When coffee was first brought to Europe it caused a sensation. And as coffee houses sprung up across Europe, they became viewed variously as dens of iniquity and places of underhand dealings. Gradually though, coffee became respectable, and now I can hardly string two words together without a cup. Underlying this is, of course, a powerhouse global business that revolutionised the economies of the great trading nations of the 1700s.
Mario Sundar has a great post today over at MarketingProfs, talking about the ROI on blogging for businesses.
He draws on some very interesting analysis from Charlene Li at Forrester. Of course, when it comes down to quantifying the potential or real returns of blogging it is very difficult. Sure we can track user traffic, we can monitor the flow of users from a blog to other parts of a site and we can count comments, subscribers or feeds. But how do we measure engagement?

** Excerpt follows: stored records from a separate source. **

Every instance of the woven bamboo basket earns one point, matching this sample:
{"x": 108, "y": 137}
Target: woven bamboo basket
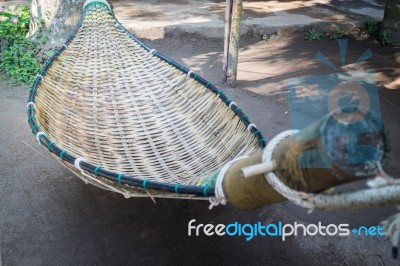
{"x": 124, "y": 117}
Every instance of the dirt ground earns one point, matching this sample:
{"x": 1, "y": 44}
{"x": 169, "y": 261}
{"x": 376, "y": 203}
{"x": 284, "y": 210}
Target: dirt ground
{"x": 48, "y": 216}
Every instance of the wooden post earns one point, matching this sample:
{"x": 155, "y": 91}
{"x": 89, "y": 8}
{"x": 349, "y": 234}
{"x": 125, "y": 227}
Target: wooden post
{"x": 228, "y": 14}
{"x": 234, "y": 40}
{"x": 301, "y": 170}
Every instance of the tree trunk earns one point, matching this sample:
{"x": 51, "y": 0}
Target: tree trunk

Mario’s view is that you start with an understanding of “ownership” … which is a great concept. But it presupposes that your corporate content is worthy or, or in a state ready, for sharing/co-ownership. However, it is a very interesting topic of conversation, and one that is many corporate and non-corporate bloggers are interested in — my friend Lewis Green recently started a conversation on exactly this topic.
And while Blog ROI is a great topic, it is just like a great cup of coffee — we know what we like and have a taste for particular brands. And while we may not know why some of the metrics make sense (we may even prefer to go with gut feel) … there is no doubt that the team that cracks this code will be worthy of the millions that will be bestowed upon them.